数据中,status 0表示未患病,1表示患病;gender 0 表示男性,1表示女;smoke 1表示抽烟,0表示不抽烟;drink 1表示喝酒,0表示不喝酒。
注:基因A的表达应用看家基因(housekeeping gene)的表达(exp_actin)进行校正,即用基因A的表达值除以看家基因的表达值。
> lung_cancer <- read.table("lung_cancer.txt",header = T)
> head(lung_cancer)
status exp_A exp_actin gender smoke drink age
1 0 105.68 212.13 0 0 0 51
2 0 74.33 208.44 1 0 0 53
3 0 57.71 244.47 1 0 0 55
4 0 94.22 181.19 1 0 0 50
5 0 49.19 187.21 0 0 0 60
6 0 76.93 188.44 1 0 1 47
> lung_cancer$normalized_A <- lung_cancer$exp_A/lung_cancer$exp_actin
> fit2 <- glm(status~lung_cancer$normalized_A+gender+smoke+drink+age,data = lung_cancer,family = binomial())
> summary(fit2)
Call:
glm(formula = status ~ lung_cancer$normalized_A + gender + smoke +
drink + age, family = binomial(), data = lung_cancer)
Deviance Residuals:
Min 1Q Median 3Q Max
-2.2550 -0.8264 0.4466 0.8115 1.7073
Coefficients:
Estimate Std.
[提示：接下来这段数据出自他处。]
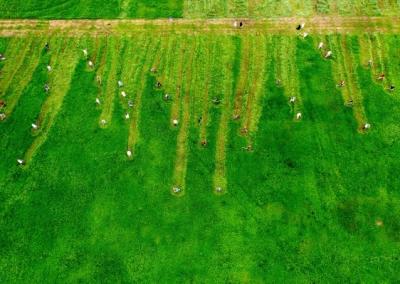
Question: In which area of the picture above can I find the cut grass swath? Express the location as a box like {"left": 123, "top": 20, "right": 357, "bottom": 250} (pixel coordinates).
{"left": 328, "top": 34, "right": 367, "bottom": 130}
{"left": 0, "top": 37, "right": 34, "bottom": 98}
{"left": 2, "top": 37, "right": 47, "bottom": 117}
{"left": 171, "top": 37, "right": 198, "bottom": 196}
{"left": 127, "top": 38, "right": 161, "bottom": 157}
{"left": 23, "top": 38, "right": 79, "bottom": 164}
{"left": 275, "top": 35, "right": 303, "bottom": 120}
{"left": 98, "top": 37, "right": 120, "bottom": 128}
{"left": 213, "top": 37, "right": 235, "bottom": 195}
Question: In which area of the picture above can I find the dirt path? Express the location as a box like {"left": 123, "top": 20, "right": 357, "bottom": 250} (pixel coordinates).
{"left": 0, "top": 16, "right": 400, "bottom": 36}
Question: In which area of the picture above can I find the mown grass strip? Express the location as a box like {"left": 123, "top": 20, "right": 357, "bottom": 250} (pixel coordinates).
{"left": 24, "top": 38, "right": 79, "bottom": 164}
{"left": 232, "top": 35, "right": 251, "bottom": 120}
{"left": 0, "top": 37, "right": 34, "bottom": 97}
{"left": 329, "top": 34, "right": 367, "bottom": 130}
{"left": 171, "top": 37, "right": 198, "bottom": 196}
{"left": 213, "top": 36, "right": 235, "bottom": 195}
{"left": 244, "top": 35, "right": 272, "bottom": 144}
{"left": 198, "top": 36, "right": 216, "bottom": 144}
{"left": 275, "top": 35, "right": 303, "bottom": 120}
{"left": 127, "top": 38, "right": 161, "bottom": 156}
{"left": 98, "top": 37, "right": 120, "bottom": 128}
{"left": 2, "top": 37, "right": 47, "bottom": 117}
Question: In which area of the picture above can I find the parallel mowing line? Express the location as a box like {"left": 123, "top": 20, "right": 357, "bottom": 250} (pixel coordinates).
{"left": 171, "top": 38, "right": 198, "bottom": 196}
{"left": 119, "top": 36, "right": 142, "bottom": 114}
{"left": 125, "top": 37, "right": 153, "bottom": 154}
{"left": 99, "top": 37, "right": 120, "bottom": 128}
{"left": 3, "top": 37, "right": 47, "bottom": 117}
{"left": 159, "top": 36, "right": 178, "bottom": 92}
{"left": 213, "top": 37, "right": 235, "bottom": 195}
{"left": 127, "top": 39, "right": 161, "bottom": 156}
{"left": 24, "top": 39, "right": 79, "bottom": 164}
{"left": 232, "top": 35, "right": 251, "bottom": 120}
{"left": 199, "top": 37, "right": 215, "bottom": 144}
{"left": 330, "top": 35, "right": 367, "bottom": 130}
{"left": 276, "top": 36, "right": 303, "bottom": 120}
{"left": 243, "top": 35, "right": 272, "bottom": 145}
{"left": 170, "top": 37, "right": 188, "bottom": 124}
{"left": 0, "top": 37, "right": 34, "bottom": 98}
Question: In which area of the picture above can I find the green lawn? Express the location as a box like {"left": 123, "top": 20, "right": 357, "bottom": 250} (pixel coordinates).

Error z value Pr(>|z|)
(Intercept) -2.363e+00 2.173e+00 -1.087 0.27689
lung_cancer$normalized_A 6.197e+00 1.545e+00 4.012 6.02e-05 ***
gender 7.298e-03 3.944e-01 0.019 0.98524
smoke 1.262e+00 4.255e-01 2.967 0.00301 **
drink -4.293e-01 4.175e-01 -1.028 0.30373
age -6.139e-05 3.658e-02 -0.002 0.99866
---
Signif. codes: 0 ‘***’ 0.001 ‘**’ 0.01 ‘*’ 0.05 ‘.’ 0.1 ‘ ’ 1
(Dispersion parameter for binomial family taken to be 1)
Null deviance: 209.36 on 169 degrees of freedom
Residual deviance: 170.84 on 164 degrees of freedom
AIC: 182.84
Number of Fisher Scoring iterations: 4
性别,年龄,饮酒对是否患病的影响不显著,去掉这三个变量重新拟合
> fit_re <- glm(status~normalized_A+smoke,data = lung_cancer, family = binomial())
> summary(fit_re)
Call:
glm(formula = status ~ normalized_A + smoke, family = binomial(),
data = lung_cancer)
Deviance Residuals:
Min 1Q Median 3Q Max
-2.3523 -0.8975 0.4732 0.7749 1.6852
Coefficients:
Estimate Std. Error z value Pr(>|z|)
(Intercept) -2.4379 0.7067 -3.449 0.000562 ***
normalized_A 6.0794 1.5263 3.983 6.8e-05 ***
smoke 1.2289 0.4183 2.938 0.003306 **
---
Signif. codes: 0 ‘***’ 0.001 ‘**’ 0.01 ‘*’ 0.05 ‘.’ 0.1 ‘ ’ 1
(Dispersion parameter for binomial family taken to be 1)
Null deviance: 209.36 on 169 degrees of freedom
Residual deviance: 171.96 on 167 degrees of freedom
AIC: 177.96
Number of Fisher Scoring iterations: 4
> anova(fit2,fit_re,test = "Chisq")
Analysis of Deviance Table
Model 1: status ~ lung_cancer$normalized_A + gender + smoke + drink +
age
Model 2: status ~ normalized_A + smoke
Resid. Df Resid. Dev Df Deviance Pr(>Chi)
1 164 170.84
2 167 171.96 -3 -1.1221 0.7717
Pr>0.05 两个模型差异不显著,拟合程度一致,基因A和抽烟对患病有显著的影响。